Marian leaped aside, too, but her style was with her quarterstaff whirling like a windmill, cracking bones and knocking skeletons apart. Fadecourt leaped over beside Matt and tore at the articulated bones, catching a femur to use for parrying sword blows, and Sir Guy stepped up beside Maid Marian, blocking and cutting, dispatching foe after foe. Yverne was slicing around her with one of the fallen skeletons' swords. Matt finally drew his own blade.
Then a roaring gout of fire surged past him, lighting up the chamber. Dry bones crackled and snapped, filling the whole passage with glaring flames. The jet of fire went out as Stegoman caught his breath, but the blaze kept on, though the skeletons still struggled toward the living people. Then the flame blasted again, and the few sets of bones that had still been standing keeled over, threshing even yet in a mindless homicidal impulse. The companions stepped forward, staves and swords ready to clear up the last few opponents...

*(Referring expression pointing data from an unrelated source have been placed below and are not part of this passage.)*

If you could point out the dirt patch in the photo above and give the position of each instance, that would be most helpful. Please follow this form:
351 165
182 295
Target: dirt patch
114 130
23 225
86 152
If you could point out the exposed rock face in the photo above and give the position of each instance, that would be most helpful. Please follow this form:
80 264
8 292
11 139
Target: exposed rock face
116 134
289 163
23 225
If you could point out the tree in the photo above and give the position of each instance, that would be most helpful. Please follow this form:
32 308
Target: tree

And the whole cave darkened. Not into total night, but as if the chamber had suddenly filled with thick black smoke that dimmed the light and made every outline barely discernible. Stegoman's flame gouted out again, but it was reddened, growing more feeble, dimming as the darkness deepened, and Matt could feel the energy leaching out of him, weariness growing, weighing down his limbs like lead, while all about them, a giggling sound grew to a chuckle, then laughter, swelling and beating at their ears—and Matt suddenly understood how the skeletons had come to be there. The first usurping sorcerer had set a spirit to guard this place, a spirit who drank raw energy and was always hungry. Any living being stumbling into the midst of the monster staggered and swooned as the life energy was sucked out of it. Then the meat of its muscles oxidized, giving up more energy, and more, until even the marrow was gone.